Ele se sentou, devagar. Tinha dormido em uma cama de puxar, e Zé Dois no colchão da cama principal ao seu lado. Agora, o garoto estava sentado na cama, ainda de pijama, meio enrolado nos cobertores e mexendo no celular, distraído. Ele se virou para Miguel ao vê-lo acordado, e abriu um sorriso quase imperceptível, mas estava ali. Miguel conseguiu ver.

— Bom dia. Você ronca.

Miguel franziu a testa, contraindo a garganta no instante seguinte, bastante ofendido com a descoberta.

— Não se preocupe, estou acostumado. Meus pais roncam o suficiente pra casa inteira ouvir — Zé Dois continuou, bloqueando o celular e o colocando de lado. — Como foi sua noite? Dormiu bem?
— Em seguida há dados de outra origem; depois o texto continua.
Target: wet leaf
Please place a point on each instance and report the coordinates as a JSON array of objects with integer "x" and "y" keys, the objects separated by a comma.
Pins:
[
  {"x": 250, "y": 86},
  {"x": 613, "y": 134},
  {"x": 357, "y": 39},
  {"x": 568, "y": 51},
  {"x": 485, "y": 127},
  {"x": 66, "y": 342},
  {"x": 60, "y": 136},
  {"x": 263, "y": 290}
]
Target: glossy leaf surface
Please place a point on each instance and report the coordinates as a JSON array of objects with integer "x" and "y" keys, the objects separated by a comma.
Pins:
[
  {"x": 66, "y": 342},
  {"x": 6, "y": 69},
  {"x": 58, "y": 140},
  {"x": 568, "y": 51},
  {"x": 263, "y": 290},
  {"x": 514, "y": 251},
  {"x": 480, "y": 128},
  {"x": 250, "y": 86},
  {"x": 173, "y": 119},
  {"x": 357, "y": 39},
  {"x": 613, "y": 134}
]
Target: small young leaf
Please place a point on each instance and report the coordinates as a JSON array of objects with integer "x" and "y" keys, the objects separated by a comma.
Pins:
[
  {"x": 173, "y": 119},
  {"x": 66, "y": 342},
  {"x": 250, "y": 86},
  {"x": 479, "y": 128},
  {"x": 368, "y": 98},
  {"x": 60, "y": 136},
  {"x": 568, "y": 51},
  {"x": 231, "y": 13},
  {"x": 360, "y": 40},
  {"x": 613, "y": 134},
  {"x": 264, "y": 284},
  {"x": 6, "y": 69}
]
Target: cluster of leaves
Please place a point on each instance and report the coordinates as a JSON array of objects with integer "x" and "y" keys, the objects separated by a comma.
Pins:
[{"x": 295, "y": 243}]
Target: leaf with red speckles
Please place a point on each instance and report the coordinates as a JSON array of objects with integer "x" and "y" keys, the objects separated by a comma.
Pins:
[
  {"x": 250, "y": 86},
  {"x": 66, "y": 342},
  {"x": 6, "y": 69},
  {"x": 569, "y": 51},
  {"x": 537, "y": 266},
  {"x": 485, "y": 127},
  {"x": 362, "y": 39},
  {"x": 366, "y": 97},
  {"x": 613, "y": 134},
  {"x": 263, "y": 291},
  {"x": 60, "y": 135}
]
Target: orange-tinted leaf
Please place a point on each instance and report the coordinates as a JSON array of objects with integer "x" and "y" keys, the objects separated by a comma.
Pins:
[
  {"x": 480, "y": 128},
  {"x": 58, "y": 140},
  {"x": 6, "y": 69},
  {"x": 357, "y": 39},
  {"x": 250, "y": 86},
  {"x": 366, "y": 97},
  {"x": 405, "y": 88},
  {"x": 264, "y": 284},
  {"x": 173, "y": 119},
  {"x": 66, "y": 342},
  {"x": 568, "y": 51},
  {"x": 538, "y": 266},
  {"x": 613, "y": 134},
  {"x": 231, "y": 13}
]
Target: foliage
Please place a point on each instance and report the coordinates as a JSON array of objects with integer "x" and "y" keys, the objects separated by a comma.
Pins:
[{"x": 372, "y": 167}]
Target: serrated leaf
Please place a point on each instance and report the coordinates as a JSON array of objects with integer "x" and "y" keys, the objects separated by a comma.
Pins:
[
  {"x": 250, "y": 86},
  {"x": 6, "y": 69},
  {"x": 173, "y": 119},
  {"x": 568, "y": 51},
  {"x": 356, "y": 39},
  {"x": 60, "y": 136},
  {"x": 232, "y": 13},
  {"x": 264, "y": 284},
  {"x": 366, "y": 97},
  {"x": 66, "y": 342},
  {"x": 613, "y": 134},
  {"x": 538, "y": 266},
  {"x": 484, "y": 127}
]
“Bem” nem tinha começado a descrever. Sentia-se descansado como não acontecia já há um bom tempo. Relaxado. Tranquilo. Pela primeira vez em muito tempo percebeu estar em uma situação completamente livre de estresse. Mesmo em sua casa, antes, costumava se revirar na cama pensando no que daria errado no dia seguinte, em como seus amigos iam descobrir e traí-lo como já tinha acontecido antes… Mas tinha acabado. Não havia mais esse peso. E, não apenas isso… Lucas.
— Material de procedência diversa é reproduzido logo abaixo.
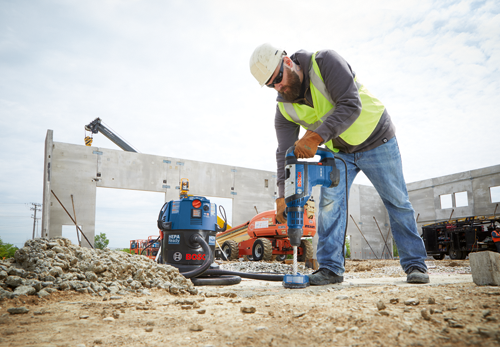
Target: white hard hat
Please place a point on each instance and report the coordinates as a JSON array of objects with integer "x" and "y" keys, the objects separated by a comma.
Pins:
[{"x": 264, "y": 61}]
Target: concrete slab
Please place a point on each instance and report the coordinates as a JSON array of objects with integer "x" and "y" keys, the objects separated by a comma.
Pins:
[{"x": 485, "y": 268}]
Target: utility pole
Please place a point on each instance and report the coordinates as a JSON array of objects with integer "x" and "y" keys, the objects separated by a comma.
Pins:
[{"x": 36, "y": 207}]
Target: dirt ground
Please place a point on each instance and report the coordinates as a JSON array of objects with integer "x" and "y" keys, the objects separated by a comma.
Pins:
[{"x": 371, "y": 308}]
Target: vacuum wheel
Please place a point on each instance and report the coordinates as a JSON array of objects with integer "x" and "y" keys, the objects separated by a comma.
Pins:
[
  {"x": 262, "y": 249},
  {"x": 307, "y": 250},
  {"x": 231, "y": 250}
]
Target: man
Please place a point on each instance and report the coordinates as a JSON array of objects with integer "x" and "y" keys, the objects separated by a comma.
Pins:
[{"x": 320, "y": 92}]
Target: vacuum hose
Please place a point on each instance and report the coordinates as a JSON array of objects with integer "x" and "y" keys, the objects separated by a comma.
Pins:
[{"x": 220, "y": 277}]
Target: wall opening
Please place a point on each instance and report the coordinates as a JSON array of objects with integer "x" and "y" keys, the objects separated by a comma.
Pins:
[
  {"x": 69, "y": 232},
  {"x": 461, "y": 199},
  {"x": 125, "y": 215},
  {"x": 446, "y": 201},
  {"x": 495, "y": 194}
]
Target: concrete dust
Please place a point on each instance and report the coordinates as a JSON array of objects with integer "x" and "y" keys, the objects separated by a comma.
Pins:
[{"x": 372, "y": 307}]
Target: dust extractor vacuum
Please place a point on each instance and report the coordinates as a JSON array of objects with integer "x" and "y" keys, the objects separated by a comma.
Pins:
[{"x": 188, "y": 226}]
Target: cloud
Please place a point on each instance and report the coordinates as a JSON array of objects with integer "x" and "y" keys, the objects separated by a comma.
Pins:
[{"x": 172, "y": 78}]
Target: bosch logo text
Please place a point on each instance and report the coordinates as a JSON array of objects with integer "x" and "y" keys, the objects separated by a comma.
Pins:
[{"x": 195, "y": 256}]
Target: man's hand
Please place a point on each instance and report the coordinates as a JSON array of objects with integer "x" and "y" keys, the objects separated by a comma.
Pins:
[
  {"x": 280, "y": 210},
  {"x": 307, "y": 146}
]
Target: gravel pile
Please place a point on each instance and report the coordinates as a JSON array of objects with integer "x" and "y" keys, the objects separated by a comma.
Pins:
[{"x": 44, "y": 266}]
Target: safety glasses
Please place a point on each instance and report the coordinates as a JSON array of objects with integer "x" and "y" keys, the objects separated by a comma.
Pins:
[{"x": 278, "y": 78}]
Miguel abriu um sorriso pequeno, meio besta, quase sem perceber. A resposta de Zé Dois a isso foi uma risadinha sarcástica bem curta, e então ele levantou da cama, pegando roupas para vestir de sua mochila.

— Estou faminto, tava só te esperando acordar. Vamos comer alguma coisa.

E, simples assim, aquele domingo se tornou um dia pacífico e memorável para Miguel. Já era quase hora do almoço quando se levantaram, e foram para a região da piscina, onde agora Pedro, Arthur e Clara estavam preparando um churrasco. Miguel era um desastre na cozinha, então decidiu ajudar Lucas e Zé Dois a buscar pratos e utensílios, ou fazer qualquer outra coisa que fosse mantê-lo longe da comida a menos que quisesse causar uma infecção alimentar nos amigos.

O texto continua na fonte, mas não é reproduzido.